Several noise compensation schemes for speech recognition in impulsive and nonimpulsive noise are considered. The noise compensation schemes are spectral subtraction, HMM-based Wiener (1949) filters, noise-adaptive HMMs, and a front-end impulsive noise removal. The use of the cepstral-time matrix as an improved speech feature set is explored, and the noise compensation methods are extended for use with cepstral-time features. Experimental evaluations, on a spoken digit database, in the presence of ear noise, helicopter noise, and impulsive noise, demonstrate that the noise compensation methods achieve substantial improvement in recognition across a wide range of signal-to-noise ratios.

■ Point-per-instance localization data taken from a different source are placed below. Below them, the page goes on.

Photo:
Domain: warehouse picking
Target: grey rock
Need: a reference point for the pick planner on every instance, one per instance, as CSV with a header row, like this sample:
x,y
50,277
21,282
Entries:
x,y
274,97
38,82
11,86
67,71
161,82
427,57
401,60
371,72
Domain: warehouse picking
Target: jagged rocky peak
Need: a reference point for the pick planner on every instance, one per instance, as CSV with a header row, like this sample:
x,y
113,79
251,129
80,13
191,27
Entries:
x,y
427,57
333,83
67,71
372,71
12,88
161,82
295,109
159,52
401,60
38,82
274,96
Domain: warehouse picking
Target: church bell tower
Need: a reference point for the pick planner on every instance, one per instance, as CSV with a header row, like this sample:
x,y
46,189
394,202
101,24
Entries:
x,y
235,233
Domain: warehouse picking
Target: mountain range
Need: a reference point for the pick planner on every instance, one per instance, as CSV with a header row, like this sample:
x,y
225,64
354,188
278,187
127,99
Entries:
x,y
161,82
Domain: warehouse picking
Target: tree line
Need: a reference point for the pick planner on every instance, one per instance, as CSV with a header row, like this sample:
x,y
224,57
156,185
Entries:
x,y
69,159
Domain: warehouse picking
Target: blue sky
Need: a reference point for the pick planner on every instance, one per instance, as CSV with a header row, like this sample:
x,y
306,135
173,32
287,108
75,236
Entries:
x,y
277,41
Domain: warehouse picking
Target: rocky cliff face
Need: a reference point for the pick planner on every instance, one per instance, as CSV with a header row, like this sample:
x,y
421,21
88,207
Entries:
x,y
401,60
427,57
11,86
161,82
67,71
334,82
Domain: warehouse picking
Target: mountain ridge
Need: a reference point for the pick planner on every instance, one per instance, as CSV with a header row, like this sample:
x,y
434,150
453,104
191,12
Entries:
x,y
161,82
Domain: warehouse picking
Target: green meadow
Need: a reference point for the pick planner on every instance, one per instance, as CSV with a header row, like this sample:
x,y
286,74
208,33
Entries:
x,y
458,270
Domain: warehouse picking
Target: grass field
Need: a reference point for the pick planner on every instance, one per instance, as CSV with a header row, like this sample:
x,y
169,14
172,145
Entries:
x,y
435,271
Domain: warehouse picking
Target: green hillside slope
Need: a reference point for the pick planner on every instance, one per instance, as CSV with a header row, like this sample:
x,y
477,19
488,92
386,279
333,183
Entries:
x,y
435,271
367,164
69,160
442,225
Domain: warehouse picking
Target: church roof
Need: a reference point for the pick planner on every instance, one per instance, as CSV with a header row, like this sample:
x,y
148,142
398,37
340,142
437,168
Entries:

The results also show that the cepstral-time matrix is more robust than a vector of identical size, which is composed of a combination of cepstral and differential cepstral features.
机译:考虑了用于脉冲和非脉冲噪声中的语音识别的几种噪声补偿方案。噪声补偿方案为频谱减法,基于HMM的Wiener(1949)滤波器,自适应噪声的HMM和前端脉冲式噪声去除。探索了将倒谱时间矩阵用作改进的语音特征集的方法,并扩展了噪声补偿方法以用于倒谱时间特征。在存在耳朵噪声,直升机噪声和脉冲噪声的情况下,对口语数据库进行的实验评估表明,噪声补偿方法在各种信噪比范围内的识别能力均得到了显着改善。结果还表明,倒谱时间矩阵比相同大小的矢量(由倒谱特征和差分倒谱特征的组合组成)更鲁棒。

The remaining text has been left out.